Question

Why Iontorrent PGM generates high percent of duplicates?

0

Entering edit mode

9.0 years ago

murali ▴ 110

Possible duplicate: Very High Percentage Of Reads Are Pcr Duplicates - Iontorrent

I am working on the cancer hotspot panel of Iontorrent data. I have generated the alignment (sorted bam file), then ran the mark duplicates module (MarkDuplicates.jar) of picard tools. Astonishingly, 96 percent of reads were duplicates.

samtools flagstat dedup_reads.bam
#################################################################
55194 + 0 in total (QC-passed reads + QC-failed reads)
0 + 0 secondary
0 + 0 supplementary
52176 + 0 duplicates
54227 + 0 mapped (98.25%:-nan%)
0 + 0 paired in sequencing
0 + 0 read1
0 + 0 read2
0 + 0 properly paired (-nan%:-nan%)
0 + 0 with itself and mate mapped
0 + 0 singletons (-nan%:-nan%)
0 + 0 with mate mapped to a different chr
0 + 0 with mate mapped to a different chr (mapQ>=5)
######################################################

What are the possible reasons for getting such high number of duplicates for Iontorrent data?
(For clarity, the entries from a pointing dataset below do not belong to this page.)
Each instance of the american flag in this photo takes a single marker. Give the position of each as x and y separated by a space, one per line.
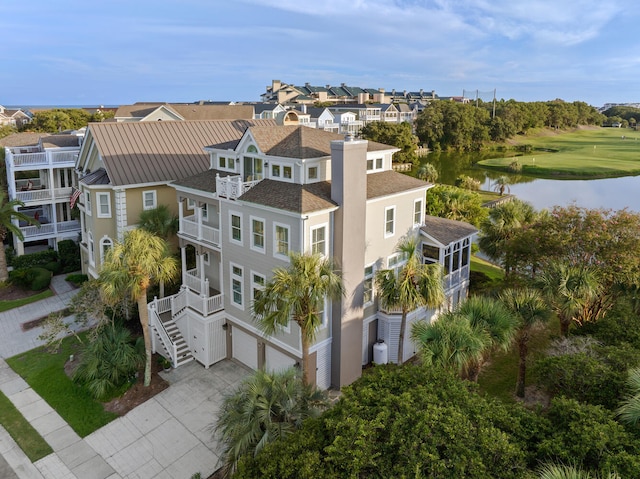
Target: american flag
74 197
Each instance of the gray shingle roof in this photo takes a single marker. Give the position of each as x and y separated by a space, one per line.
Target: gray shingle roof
447 231
291 197
391 182
148 152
Mark duplicates picard tools Amplicon seq • 2.3k views

ADD COMMENT • link updated 14 months ago by Ram 43k • written 9.0 years ago by murali ▴ 110

Ram · Answer 1 · 2015-05-04

Because you've used an amplicon assay, it's nothing to do with your sequencing platform.

By the very nature of what you've done (used PCR for target enrichment) you're going to end up with basically everything duplicated. Don't deduplicate amplicon data. You can only do this with hybridisation-based enrichment strategies and/or whole genome sequencing - anything where you've randomly fragmented your DNA before library preparation.